Reasons for updating

  • Change to section 4.3 - Contraindications
  • Change to section 4.4 - Special warnings and precautions for use
  • Change to section 4.5 - Interaction with other medicinal products and other forms of interaction
  • Change to section 4.6 - Pregnancy and lactation
  • Change to section 4.7 - Effects on ability to drive and use machines
  • Change to section 4.8 - Undesirable effects
  • Change to section 4.9 - Overdose
  • Change to section 10 - Date of revision of the text

Legal category: Product subject to medical prescription which may not be renewed (A)

Free text change information supplied by the pharmaceutical company

IR Zoladex 3.6mg updates

 

Section 4.3

Addition of the word ‘severe’ after the first word Known, paragraph now reads,

 

“Known severe hypersensitivity to the active substance or to any of the excipients of this product.”

Section 4.4

Re-wording in first paragraph, now reads,

“Zoladex 3.6 mg is not indicated for use in children, as safety and efficacy have not been established in this patient group.”

Re-wording in sub paragraph ‘Males’, now reads,

Males

The use of Zoladex 3.6 mg in men at particular risk of developing ureteric obstruction or spinal cord compression should be considered carefully and the patients monitored closely during the first month of therapy.

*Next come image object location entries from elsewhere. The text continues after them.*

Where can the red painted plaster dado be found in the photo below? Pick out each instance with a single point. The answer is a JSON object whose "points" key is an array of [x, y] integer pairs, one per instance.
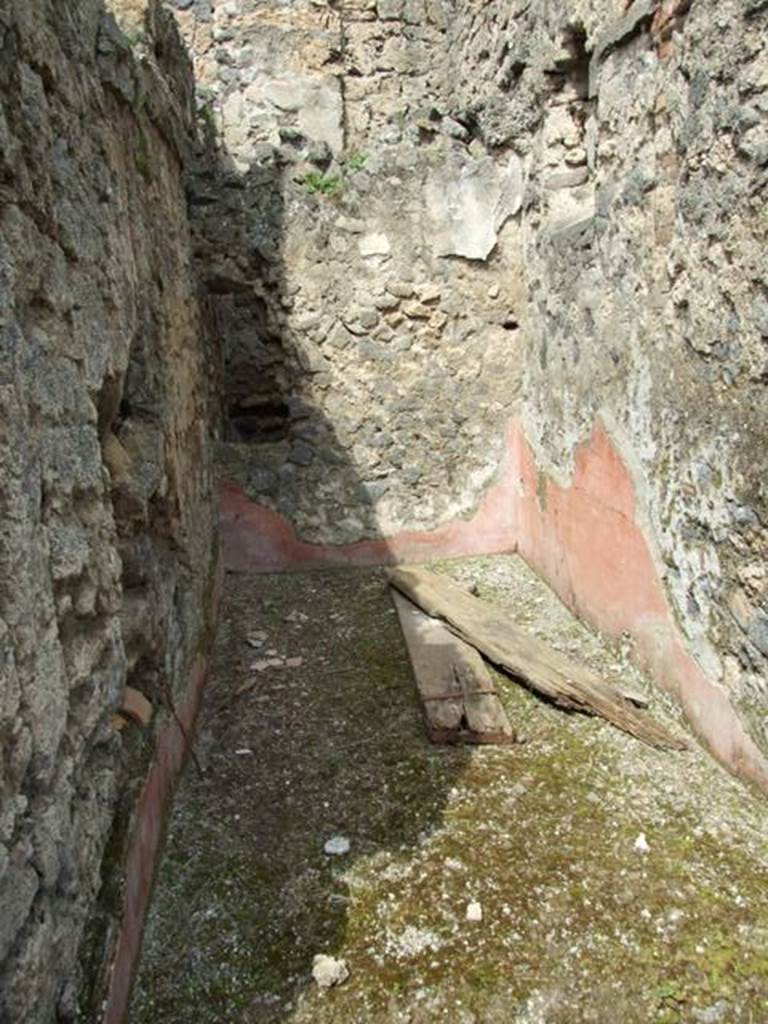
{"points": [[584, 539], [150, 816]]}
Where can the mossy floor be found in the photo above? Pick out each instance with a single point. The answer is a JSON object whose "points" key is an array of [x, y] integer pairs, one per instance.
{"points": [[579, 925]]}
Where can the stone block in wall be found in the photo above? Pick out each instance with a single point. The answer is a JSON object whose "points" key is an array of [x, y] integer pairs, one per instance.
{"points": [[468, 201]]}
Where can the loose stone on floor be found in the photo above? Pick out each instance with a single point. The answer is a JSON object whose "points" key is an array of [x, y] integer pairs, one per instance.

Consideration should be given to the initial use of an anti-androgen (e.g. cyproterone acetate 300 mg daily for 3 days before and 3 weeks after commencement of Zoladex) at the start of LHRH analogue therapy, since this has been reported to prevent the possible sequelae of the initial rise in serum testosterone. If spinal cord compression or renal impairment due to ureteric obstruction are present or develop, specific standard treatment of these complications should be instituted.

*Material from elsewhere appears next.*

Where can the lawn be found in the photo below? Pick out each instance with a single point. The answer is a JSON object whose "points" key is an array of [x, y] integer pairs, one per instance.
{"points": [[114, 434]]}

The use of LHRH agonists may cause reduction in bone mineral density. In men, preliminary data suggest that the use of a bisphosphonate in combination with an LHRH agonist may reduce bone mineral loss. Particular caution is necessary in patients with additional risk factors for osteoporosis (e.g. chronic alcohol abusers, smokers, long-term therapy with anticonvulsants or corticosteroids, family history of osteoporosis).

Mood changes, including depression have been reported. Patients with known depression and patients with hypertension should be monitored carefully.

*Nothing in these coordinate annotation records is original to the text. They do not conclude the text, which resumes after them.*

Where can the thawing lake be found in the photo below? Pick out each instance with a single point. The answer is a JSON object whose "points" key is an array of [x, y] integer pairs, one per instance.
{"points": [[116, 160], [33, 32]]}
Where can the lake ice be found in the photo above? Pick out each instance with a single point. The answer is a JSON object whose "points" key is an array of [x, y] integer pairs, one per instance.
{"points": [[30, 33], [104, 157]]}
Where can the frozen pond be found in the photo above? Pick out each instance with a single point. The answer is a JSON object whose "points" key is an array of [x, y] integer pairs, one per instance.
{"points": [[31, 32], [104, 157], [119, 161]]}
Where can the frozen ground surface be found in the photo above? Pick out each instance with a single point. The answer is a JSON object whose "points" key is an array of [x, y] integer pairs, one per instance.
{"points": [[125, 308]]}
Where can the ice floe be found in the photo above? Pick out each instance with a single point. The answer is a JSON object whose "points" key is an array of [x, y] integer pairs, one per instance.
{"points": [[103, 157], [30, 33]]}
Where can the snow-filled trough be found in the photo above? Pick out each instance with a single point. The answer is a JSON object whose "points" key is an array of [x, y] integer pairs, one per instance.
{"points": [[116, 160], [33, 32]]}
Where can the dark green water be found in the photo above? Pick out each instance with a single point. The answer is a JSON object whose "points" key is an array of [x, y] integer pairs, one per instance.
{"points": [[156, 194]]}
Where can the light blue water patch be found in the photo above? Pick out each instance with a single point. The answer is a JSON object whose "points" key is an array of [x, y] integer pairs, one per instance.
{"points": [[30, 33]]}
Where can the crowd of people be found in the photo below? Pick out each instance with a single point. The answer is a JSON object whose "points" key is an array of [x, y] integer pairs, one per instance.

 Reduction in glucose tolerance has been observed in men receiving LHRH agonists. This may manifest as diabetes or loss of glycaemic control in patients with pre-existing diabetes mellitus. Thus, monitoring of blood glucose levels should be considered.”

Re-wording in sub paragraph ‘Females’, now reads,

“Females

Breast cancer indication

Reduced bone mineral density:

The use of LHRH agonists may cause reduction in bone mineral density.  Following two years treatment for early breast cancer, the average loss of bone mineral density was 6.2% and 11.5% at the femoral neck and lumbar spine respectively.  This loss has been shown to be partially reversible at the one year off treatment follow-up with recovery to 3.4% and 6.4% relative to baseline at the femoral neck and lumbar spine respectively, although this recovery is based on very limited data. In the majority of women, currently available data suggest that recovery of bone loss occurs after cessation of therapy.

 

Preliminary data suggest that the use of Zoladex in combination with tamoxifen in patients with breast cancer may reduce bone mineral loss.

 

Benign indications

Loss of bone mineral density:

The use of LHRH agonists is likely to cause reduction in bone mineral density averaging 1% per month during a six month treatment period. Every 10% reduction in bone mineral density is linked with about a two to three times increased fracture risk. In the majority of women, currently available data suggest that recovery of bone loss occurs after cessation of therapy.

 

In patients receiving Zoladex for the treatment of endometriosis, the addition of hormone replacement therapy has been shown to reduce bone mineral density loss and vasomotor symptoms.

 

No specific data is available for patients with established osteoporosis or with risk factors for osteoporosis (e.g. chronic alcohol abusers, smokers, long-term therapy with drugs that reduce bone mineral density, e.g. anticonvulsants or corticosteroids, family history of osteoporosis, malnutrition, e.g. anorexia nervosa). Since reduction in bone mineral density is likely to be more detrimental in these patients, treatment with Zoladex should be considered on an individual basis and only be initiated if the benefits of treatment outweigh the risks following a very careful appraisal. Consideration should be given to additional measures in order to counteract loss of bone mineral density.

 

Withdrawal bleeding

During early treatment with Zoladex some women may experience vaginal bleeding of variable duration and intensity. If vaginal bleeding occurs it is usually in the first month after starting treatment. Such bleeding probably represents oestrogen withdrawal bleeding and is expected to stop spontaneously. If bleeding continues, the reason should be investigated.

 

There are no clinical data on the effects of treating benign gynaecological conditions with Zoladex 3.6 mg for periods in excess of six months.

 

The use of Zoladex may cause an increase in cervical resistance and care should be taken when dilating the cervix.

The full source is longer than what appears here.